There was no mention of the Post Office on O’Connell street where the rebels made their stand; where the marks of gunfire are still visible in the columns.  She won’t see Oliver Shepherd’s beautiful—poignant—sculpture of the Dying Cúchulainn that stands therein.

I read nothing of the Queen leaving Dublin to tour a hedgerow school, like the one in Clare where my grandmother learned to read and write. She learned in both English and Irish—her native language—that had been made illegal by the British Monarchy. Nor was there any mention of the famine houses in Kerry or Cork. A famine exacerbated by the British government’s refusal to compromise, to show compassion or mercy—in a situation so desperate that Native Americans, who had walked the Trail of Tears, took up a collection for the starving Irish. It was an avoidable tragedy that decimated a nation. But, the Queen’s ancestors had potatoes for dinner… Does she know that?

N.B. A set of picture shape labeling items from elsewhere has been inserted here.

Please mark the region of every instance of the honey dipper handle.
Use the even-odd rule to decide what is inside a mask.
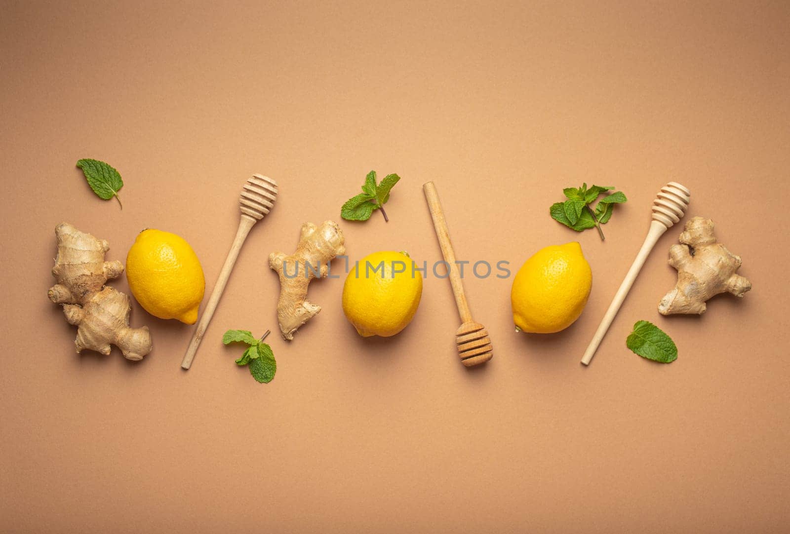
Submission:
[[[606,310],[606,314],[604,315],[604,318],[601,319],[598,329],[596,330],[595,336],[592,337],[589,345],[587,346],[585,355],[581,357],[581,363],[585,365],[589,365],[590,360],[592,359],[592,356],[595,355],[595,352],[598,349],[598,345],[600,344],[604,336],[606,335],[607,330],[609,329],[609,326],[611,325],[611,322],[615,320],[615,316],[619,311],[620,306],[623,305],[623,301],[626,299],[626,295],[628,295],[631,286],[634,285],[634,281],[637,279],[637,275],[639,274],[642,265],[645,265],[648,255],[653,250],[653,247],[656,246],[658,238],[661,237],[661,235],[665,231],[667,231],[667,227],[664,224],[656,220],[650,223],[650,230],[647,233],[647,237],[645,238],[645,243],[642,243],[641,248],[639,249],[639,253],[634,260],[634,263],[631,264],[631,268],[628,269],[628,273],[626,275],[625,280],[623,280],[623,284],[620,284],[620,288],[617,290],[615,298],[611,299],[611,304],[609,304],[609,309]]]
[[[225,263],[222,265],[222,270],[220,271],[216,284],[214,284],[214,289],[211,292],[211,296],[209,297],[209,302],[203,310],[203,316],[200,318],[198,328],[195,329],[195,333],[192,335],[192,340],[190,341],[190,346],[186,348],[186,354],[184,355],[184,359],[181,361],[181,367],[184,369],[189,369],[190,366],[192,365],[192,360],[194,359],[200,342],[203,340],[205,329],[209,328],[209,323],[211,322],[211,318],[214,314],[214,310],[216,310],[216,305],[220,303],[222,292],[225,291],[225,285],[228,284],[228,279],[231,276],[233,266],[236,264],[236,258],[239,258],[242,245],[244,244],[244,240],[246,239],[247,234],[250,233],[250,230],[257,222],[257,220],[250,216],[242,214],[241,220],[239,221],[239,230],[236,231],[236,237],[233,239],[233,244],[231,245],[231,250],[228,252],[228,258],[225,258]]]
[[[450,240],[450,231],[447,230],[447,221],[444,218],[444,212],[442,211],[442,204],[439,202],[439,194],[436,191],[436,186],[433,182],[423,184],[423,191],[425,193],[425,200],[428,202],[428,208],[431,210],[431,218],[434,220],[434,228],[436,230],[436,237],[439,241],[439,246],[442,248],[442,255],[444,256],[447,265],[447,270],[450,273],[450,282],[453,286],[453,295],[455,295],[455,304],[458,308],[458,315],[461,316],[461,322],[472,322],[472,312],[469,311],[469,303],[466,301],[466,294],[464,292],[464,284],[461,281],[461,273],[458,271],[458,264],[455,262],[455,252],[453,251],[453,243]]]

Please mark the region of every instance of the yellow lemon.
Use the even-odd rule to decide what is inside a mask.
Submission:
[[[579,243],[540,249],[513,280],[513,321],[524,332],[565,329],[579,318],[592,285],[592,271]]]
[[[405,252],[374,252],[359,260],[343,286],[343,312],[360,336],[394,336],[419,306],[423,276]]]
[[[187,325],[198,320],[205,279],[183,238],[161,230],[140,232],[126,255],[126,280],[132,295],[152,315]]]

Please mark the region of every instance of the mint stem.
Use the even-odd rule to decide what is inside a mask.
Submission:
[[[600,221],[598,220],[598,217],[595,216],[595,212],[593,212],[589,205],[585,205],[585,208],[587,208],[587,211],[589,211],[590,215],[592,216],[592,220],[595,221],[595,228],[598,230],[598,234],[600,235],[600,240],[606,241],[606,238],[604,237],[604,231],[600,228]]]

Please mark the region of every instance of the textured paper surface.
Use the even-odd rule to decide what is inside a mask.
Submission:
[[[790,383],[784,230],[790,9],[784,2],[2,2],[0,530],[786,532]],[[115,201],[82,157],[117,167]],[[414,322],[362,339],[342,279],[277,374],[255,382],[220,343],[276,330],[276,276],[304,221],[339,220],[365,175],[401,182],[352,258],[440,259],[421,185],[434,180],[459,258],[506,260],[578,240],[589,303],[561,334],[517,335],[511,279],[467,278],[495,357],[467,370],[447,280]],[[141,363],[73,353],[47,299],[61,221],[123,261],[145,228],[197,251],[207,295],[241,184],[276,179],[194,366],[192,327],[148,315]],[[592,364],[579,359],[667,181],[690,187],[754,290],[702,317],[660,317],[675,284],[659,242]],[[601,243],[548,216],[562,189],[616,186]],[[127,291],[126,279],[113,284]],[[625,340],[655,322],[679,357]]]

Will she visit any of the old Catholic churches that dot the countryside? Catholicism that her ancestors outlawed in Ireland, despite the fact that it was the dominant religion there?

I wonder, will she visit the church that stands on the hill overlooking the harbor in Cobh where families gathered and held mock funerals before loved ones boarded ships and headed out in search of a better life—or death? She won’t be touring the museum that chronicles the desperation of the people of Ireland.

Will she see the statue of Annie Moore?

The first British troops invaded Ireland in 1169, some 850 years ago. Somehow, to think the Irish—who still do not have their whole country free from British tyranny—would forget in a mere 90yrs seems arrogant, your majesty.

There are six counties in Ireland that are still subjected to British rule. An article on CNN yesterday stated that they chose to remain a part of Britain. I’m sure my grandparents—who were there in 1916—are rolling in their graves! If you wish to gain the respect of the Irish, perhaps you should give back to them what is rightfully theirs. An apology is in order. Maybe then, people won’t be barred from walking their own streets when you visit. Maybe then, a British Monarch will be made welcome on the streets of Dublin.

In the mean time, your majesty, póg mo thóin.


2 thoughts on “Heritage, An Irish History Lesson.

  1. I don’t see why the public is banned from the streets. When any foreign leader comes to any country the native government usually wants the foreign leader much adullation. And your grandparents, from what I have read about the history of Ireland at that time, they would be SPINNING in their graves.